A choice between volts, Hartrees (per electron) and Rydbergs (per electron). Abinit and Castep use Hartrees, Quantum Espresso and Siesta use Rydbergs, and c2x tries to convert everything to volts.
Adding a constant to the potential will have no effect on the wavefunctions calculated, and the zero is ill-defined anyway for an infinite periodic system. One cannot compare the absolute values of potentials between different codes as they are likely to use different conventions for where to put their zero. Differences between two points in the same cell should be comparable between different codes.
Most DFT codes consider the potential to be that felt by an electron, so that multiplying the electron density by the potential gives an energy. Most of the rest of Physics uses the opposite sign convention. Whatever c2x does is likely to confuse at this point. From version 2.32 the sign of potentials is not changed (earlier versions changed the sign for Castep's cst_esp output).
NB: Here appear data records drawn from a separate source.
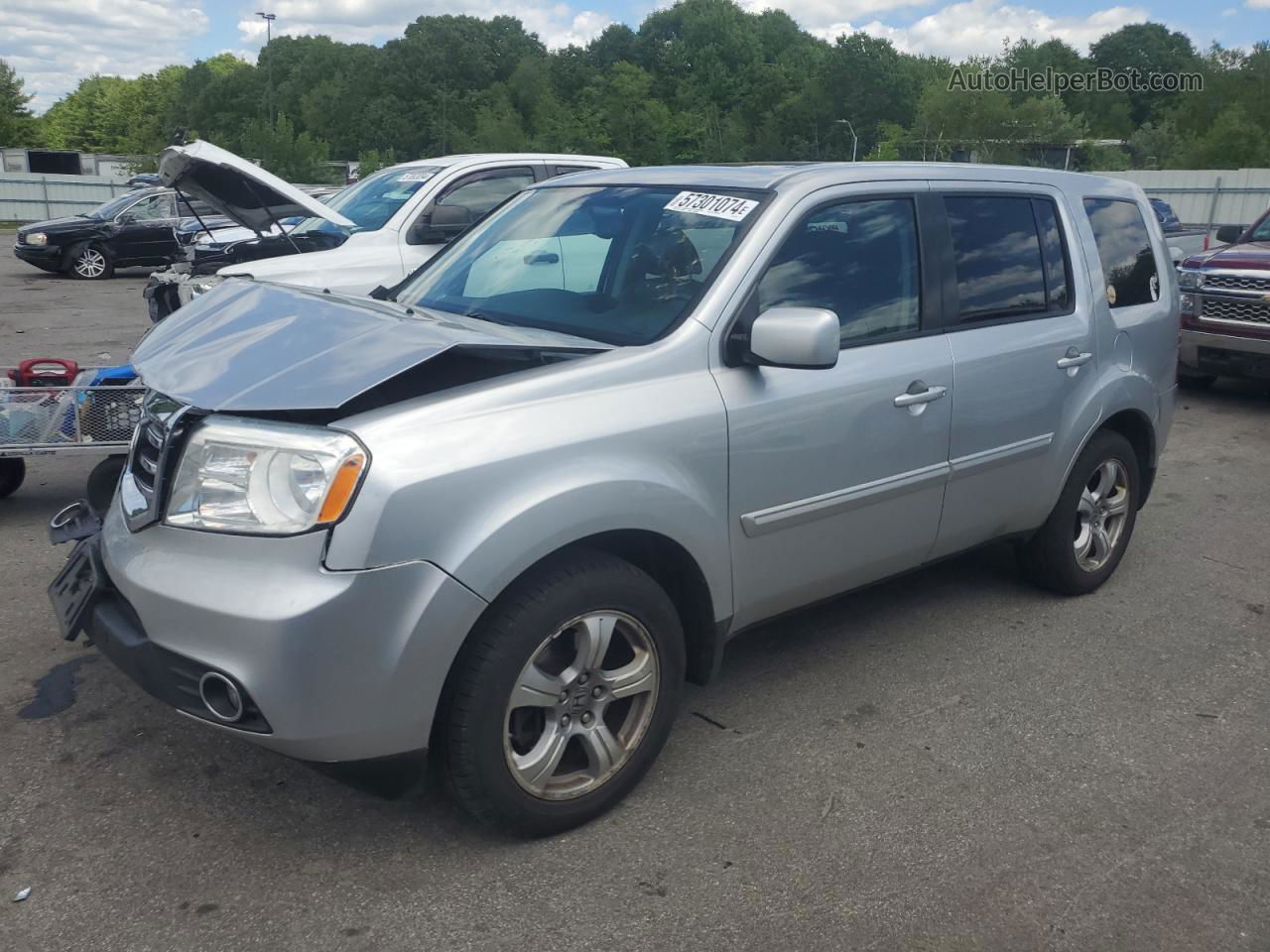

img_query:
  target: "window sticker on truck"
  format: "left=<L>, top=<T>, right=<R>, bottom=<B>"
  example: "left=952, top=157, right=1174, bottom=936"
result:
left=666, top=191, right=758, bottom=221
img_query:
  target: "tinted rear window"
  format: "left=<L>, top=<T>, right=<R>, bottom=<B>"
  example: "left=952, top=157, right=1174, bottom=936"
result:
left=944, top=195, right=1047, bottom=321
left=1084, top=198, right=1160, bottom=307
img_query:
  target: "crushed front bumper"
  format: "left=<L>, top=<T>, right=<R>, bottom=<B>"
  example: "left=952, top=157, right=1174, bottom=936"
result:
left=86, top=503, right=486, bottom=762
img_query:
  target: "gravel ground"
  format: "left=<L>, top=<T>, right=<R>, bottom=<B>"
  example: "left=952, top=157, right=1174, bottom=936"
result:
left=0, top=247, right=1270, bottom=952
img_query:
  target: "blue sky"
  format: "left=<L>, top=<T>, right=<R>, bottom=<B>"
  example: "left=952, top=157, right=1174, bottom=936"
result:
left=0, top=0, right=1270, bottom=112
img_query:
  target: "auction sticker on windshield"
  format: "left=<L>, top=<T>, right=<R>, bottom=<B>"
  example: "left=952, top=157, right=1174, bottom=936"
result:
left=666, top=191, right=758, bottom=221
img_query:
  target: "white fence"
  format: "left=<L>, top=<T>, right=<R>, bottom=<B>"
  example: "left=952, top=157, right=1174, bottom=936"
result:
left=0, top=172, right=130, bottom=222
left=1093, top=169, right=1270, bottom=228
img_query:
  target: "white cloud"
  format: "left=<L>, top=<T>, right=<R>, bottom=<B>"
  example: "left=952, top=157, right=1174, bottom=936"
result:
left=0, top=0, right=207, bottom=112
left=237, top=0, right=613, bottom=49
left=812, top=0, right=1153, bottom=60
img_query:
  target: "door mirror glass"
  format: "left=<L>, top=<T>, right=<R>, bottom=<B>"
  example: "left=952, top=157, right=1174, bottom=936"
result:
left=747, top=307, right=839, bottom=369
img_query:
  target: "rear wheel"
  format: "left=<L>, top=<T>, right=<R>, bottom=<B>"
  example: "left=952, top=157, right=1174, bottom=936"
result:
left=66, top=241, right=114, bottom=281
left=0, top=457, right=27, bottom=499
left=1020, top=430, right=1140, bottom=595
left=444, top=552, right=685, bottom=835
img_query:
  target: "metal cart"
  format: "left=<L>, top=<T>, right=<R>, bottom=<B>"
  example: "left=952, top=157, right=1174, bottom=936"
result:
left=0, top=367, right=145, bottom=498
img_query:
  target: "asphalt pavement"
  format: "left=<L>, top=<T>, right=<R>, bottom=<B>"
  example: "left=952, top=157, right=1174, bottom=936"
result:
left=0, top=247, right=1270, bottom=952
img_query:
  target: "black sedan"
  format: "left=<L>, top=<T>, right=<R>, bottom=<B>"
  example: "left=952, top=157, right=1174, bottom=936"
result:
left=13, top=187, right=213, bottom=281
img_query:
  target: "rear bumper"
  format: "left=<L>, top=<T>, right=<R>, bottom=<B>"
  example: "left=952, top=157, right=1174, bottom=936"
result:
left=96, top=502, right=485, bottom=761
left=1178, top=327, right=1270, bottom=377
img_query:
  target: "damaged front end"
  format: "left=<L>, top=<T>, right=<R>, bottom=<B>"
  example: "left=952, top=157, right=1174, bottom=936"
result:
left=132, top=278, right=608, bottom=422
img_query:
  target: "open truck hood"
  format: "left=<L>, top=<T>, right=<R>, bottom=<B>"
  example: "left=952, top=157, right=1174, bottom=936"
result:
left=159, top=140, right=355, bottom=232
left=132, top=278, right=609, bottom=413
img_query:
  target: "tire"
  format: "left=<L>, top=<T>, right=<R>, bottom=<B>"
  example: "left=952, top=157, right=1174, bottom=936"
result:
left=439, top=551, right=685, bottom=837
left=1178, top=373, right=1216, bottom=390
left=0, top=457, right=27, bottom=499
left=86, top=456, right=128, bottom=516
left=66, top=241, right=114, bottom=281
left=1020, top=430, right=1142, bottom=595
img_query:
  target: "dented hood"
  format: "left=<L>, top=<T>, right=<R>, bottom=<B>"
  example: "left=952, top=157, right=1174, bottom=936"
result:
left=132, top=278, right=608, bottom=413
left=159, top=140, right=354, bottom=232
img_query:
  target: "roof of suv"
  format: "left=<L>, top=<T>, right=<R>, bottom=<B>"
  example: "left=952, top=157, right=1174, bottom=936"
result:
left=537, top=163, right=1129, bottom=190
left=393, top=153, right=626, bottom=169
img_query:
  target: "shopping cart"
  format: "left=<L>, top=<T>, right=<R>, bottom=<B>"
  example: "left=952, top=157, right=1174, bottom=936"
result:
left=0, top=358, right=145, bottom=508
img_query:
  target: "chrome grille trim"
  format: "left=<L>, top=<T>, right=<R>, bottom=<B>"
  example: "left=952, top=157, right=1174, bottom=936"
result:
left=1204, top=272, right=1270, bottom=292
left=1199, top=298, right=1270, bottom=327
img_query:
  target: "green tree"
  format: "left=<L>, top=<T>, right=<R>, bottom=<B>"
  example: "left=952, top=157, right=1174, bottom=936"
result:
left=0, top=60, right=41, bottom=146
left=242, top=115, right=331, bottom=182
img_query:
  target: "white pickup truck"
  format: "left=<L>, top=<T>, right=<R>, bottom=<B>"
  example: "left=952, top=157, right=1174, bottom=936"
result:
left=145, top=141, right=626, bottom=320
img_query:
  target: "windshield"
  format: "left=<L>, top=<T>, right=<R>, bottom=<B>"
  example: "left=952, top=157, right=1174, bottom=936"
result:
left=398, top=186, right=759, bottom=344
left=296, top=165, right=441, bottom=235
left=85, top=191, right=141, bottom=221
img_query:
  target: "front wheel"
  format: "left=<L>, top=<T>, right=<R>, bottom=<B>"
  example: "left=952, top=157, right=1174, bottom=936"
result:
left=1020, top=430, right=1140, bottom=595
left=444, top=552, right=685, bottom=835
left=66, top=241, right=114, bottom=281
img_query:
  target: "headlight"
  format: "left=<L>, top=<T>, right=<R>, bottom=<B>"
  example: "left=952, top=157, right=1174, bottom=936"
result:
left=165, top=416, right=367, bottom=536
left=177, top=274, right=225, bottom=304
However, if c2x is asked to calculate an electrostatic potential (with -E), then it uses the usual electrostatic sign convention, so the opposite of what (most) DFT codes record.
C2x can be asked to change its convention with "-R=-1x" (from 2.32), but this does not work with -E as it scales the density read before using it to calculate the potential.
Some codes include this in their definition of "potential" or "local potential", some do not. If one wishes to find a vacuum level, then the XC potential in a vacuum is zero. However, it can be significant in a low but not quite zero density area in a simulation cell. This tends to be an issue with plane wave codes, and less so with localised basis set codes which may simply have no basis function covering the point one is regarding as vacuum, guaranteeing that the density is zero.
From version 2.32, c2x can report the Perdue Zunger LDA XC potential for a given density. This is an approximation to how far from the vacuum XC level one is. The XC potential decays to zero as one over the cube root of the density (in the low density limit). A density as low as one electron per 10 million cubic Angstroms still gives an XC potential of over 0.1V. For further discussion of how this can affect calculations of the electron affinity of surfaces, I would unsurprisingly refer the reader to MJ Rutter and J Robertson, Phys. Rev. B 57 9241 (1998).
Whilst it is clear that the XC potential in a vacuum is zero, it can be less clear whether it should be included in a non-vacuum region. If one's test particle is not an electron it probably should not. If one's test particle is a (low energy) electron, it probably should, and one should probably use the same (modern, GGA) XC potential that was used for one's calculation when including it.